Вот следствие перестройки и реформ - резкий рост смертности от убийств подростков и молодых людей (за 1987-1995 гг. юношей в 3,5 и девушек в 2,9 раза). Вывод: «Анализ подростковой смертности за длительный 26-летний период показал, что ведущими факторами ее изменения являются социально-экономические сдвиги, происходящие в России в этот период» [18].
Реабилитация этих поколений должна стать специальной государственной программой. Вот еще сложная и неразрешенная проблема молодежной политики (2006): «Правовое нормотворчество, ориентируясь на принцип равенства всех перед законом, не конкретизирует, как будет действовать закон в условиях социального неравенства.
Требования, которым должен соответствовать ученик в образовательном учреждении, не соответствуют условиям жизни детей из семей, находящихся за чертой бедности.
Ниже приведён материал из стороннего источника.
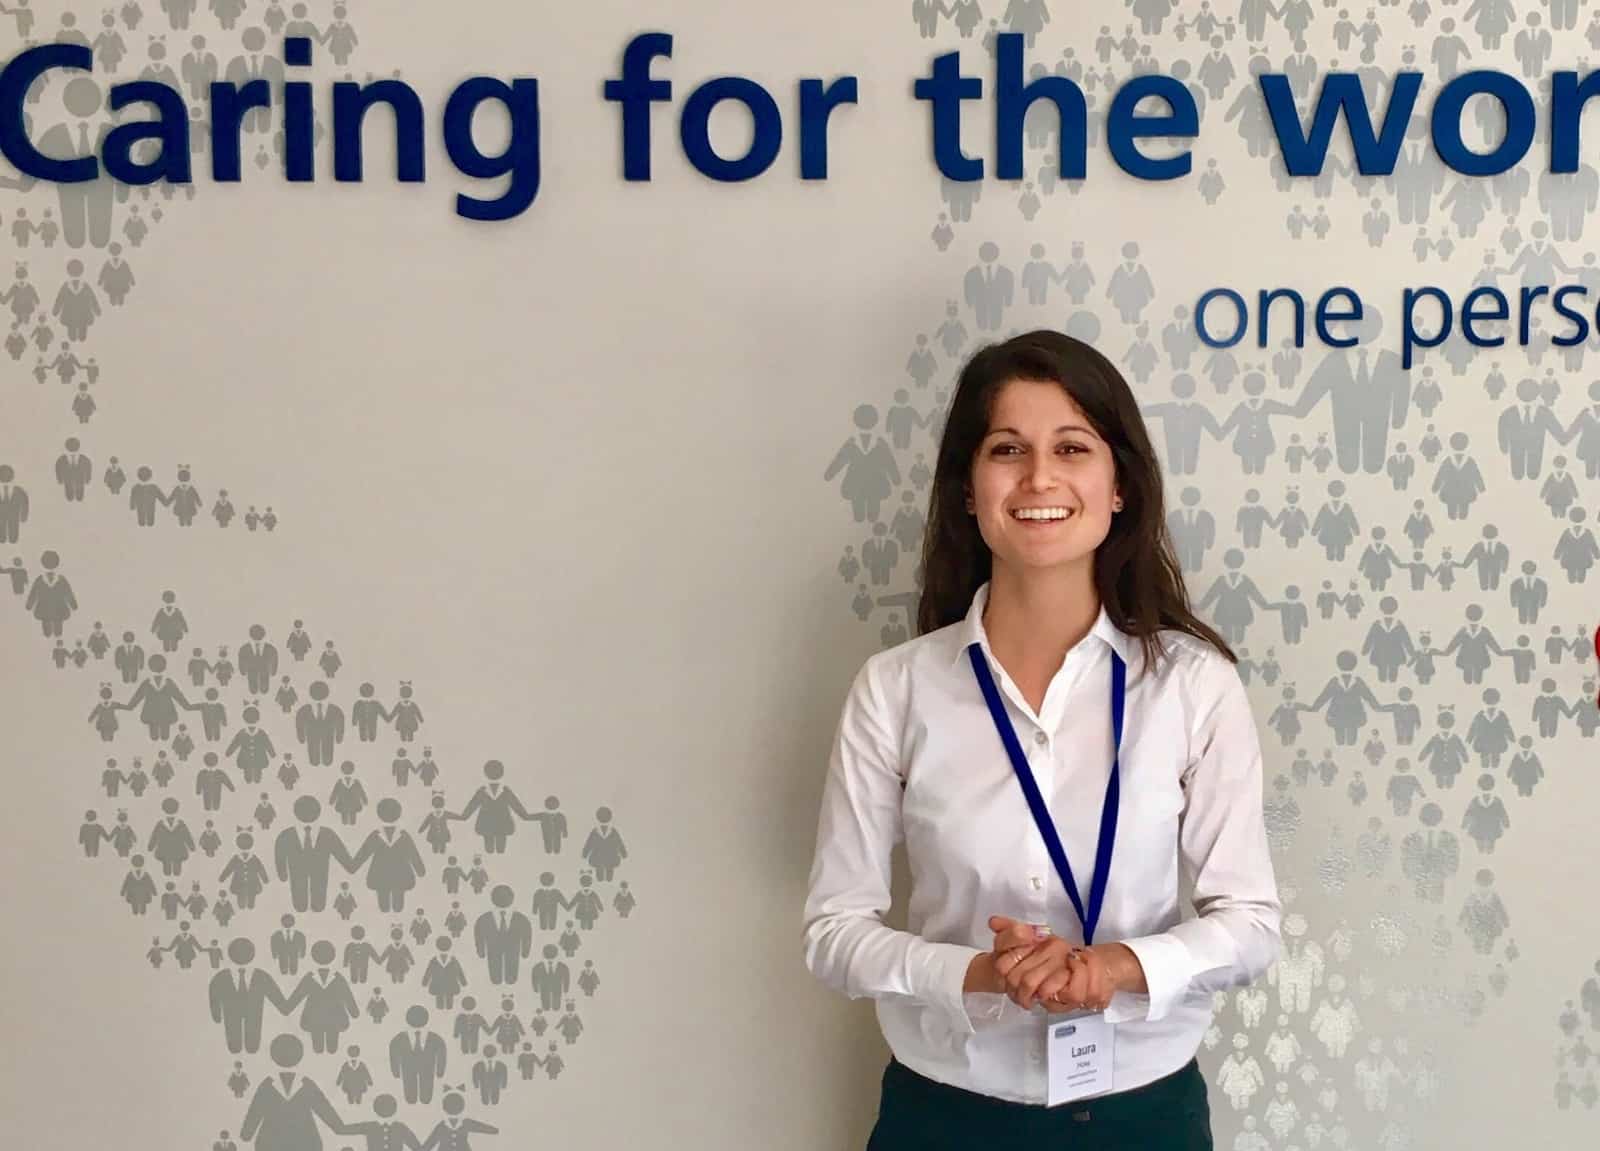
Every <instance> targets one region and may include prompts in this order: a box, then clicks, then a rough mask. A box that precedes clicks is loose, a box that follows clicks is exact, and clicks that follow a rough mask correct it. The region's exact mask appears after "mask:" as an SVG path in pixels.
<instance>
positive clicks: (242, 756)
mask: <svg viewBox="0 0 1600 1151" xmlns="http://www.w3.org/2000/svg"><path fill="white" fill-rule="evenodd" d="M240 719H242V720H243V722H245V725H243V727H242V728H240V730H237V732H234V738H232V740H229V744H227V751H224V752H222V754H224V756H227V757H232V759H234V764H235V765H237V767H238V770H240V773H243V776H245V783H248V784H259V783H261V776H262V773H264V772H266V770H267V768H269V767H270V765H272V757H274V756H277V749H275V748H274V746H272V736H270V735H267V730H266V728H262V727H258V724H259V722H261V712H259V711H258V709H256V708H245V711H243V712H242V714H240Z"/></svg>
В условиях коммерциализации среднего образования обучение требует от семьи сохранять статус ученика за счёт вложения немалых средств. Подростки, живущие за чертой бедности, не имеют возможности повышать свои позиции как потребители. Поэтому некоторые из них доступным им способом хищения пытаются удовлетворить материальные потребности и выровнять позиции по сравнению с теми, кто живёт в достатке» [51].
Этот вывод был подтвержден и в 2013 г.: «Преобразование, а зачастую демонтаж социальных институтов советского общества привели к существенной маргинализации, что выразилось в появлении “промежуточных групп” (и так называемых “групп риска”), создало условия для расширенного воспроизводства отклоняющегося поведения среди молодёжи. Предпосылками к расширению противоправного поведения детей и подростков оказываются в основном материального и объективного характера: неблагополучие в семье, ее материальная необеспеченность, отсутствие контроля со стороны родителей за учебой и времяпрепровождением детей и их социальным окружением» [55].
В общем, практически все социологи, изучающие воздействие реформ последних 25 лет на молодежь, оценивают это воздействие примерно одинаково. Вот что пишет социолог в 2009 г.: «Социальное беспокойство, страхи и опасения людей за достигнутый уровень благополучия субъективно не позволяют людям удлинять видение своих жизненных перспектив. Известно, например, что ныне, как и в середине 1990-х годов, почти три четверти россиян обеспокоены одним: как обеспечить свою жизнь в ближайшем году…
В состоянии социальной катастрофы особенно сильно сказалось сокращение длительности жизненных проектов на молодом поколении. С одной стороны, оно в значительной степени потеряло нравственные ориентиры: сначала молодому поколению настойчиво показывали и доказывали тупиковую бесперспективность “строительства самого справедливого общества на земле”, а потом это поколение не могло не увидеть явные изъяны периода первичного накопления капитала. Молодые люди на личном опыте стали все чаще убеждаться, что наибольшего успеха в жизни очень часто достигают отнюдь не те люди, которые имеют твердые моральные принципы, проявляют трудолюбие, старательность, совестливость, милосердие, а те, кто вообще не имеет позитивных жизненных установок, кто желает и умеет достигать своих целей любой ценой…
В условиях, когда едва ли не интуитивно все большее число молодых людей понимало и понимает, что они навсегда отрезаны от качественного жилья, образования, отдыха, других благ, многие из них стали ориентироваться на жизнь социального дна, изгоев социума. Поэтому-то и фиксируются короткие жизненные проекты молодых» [22].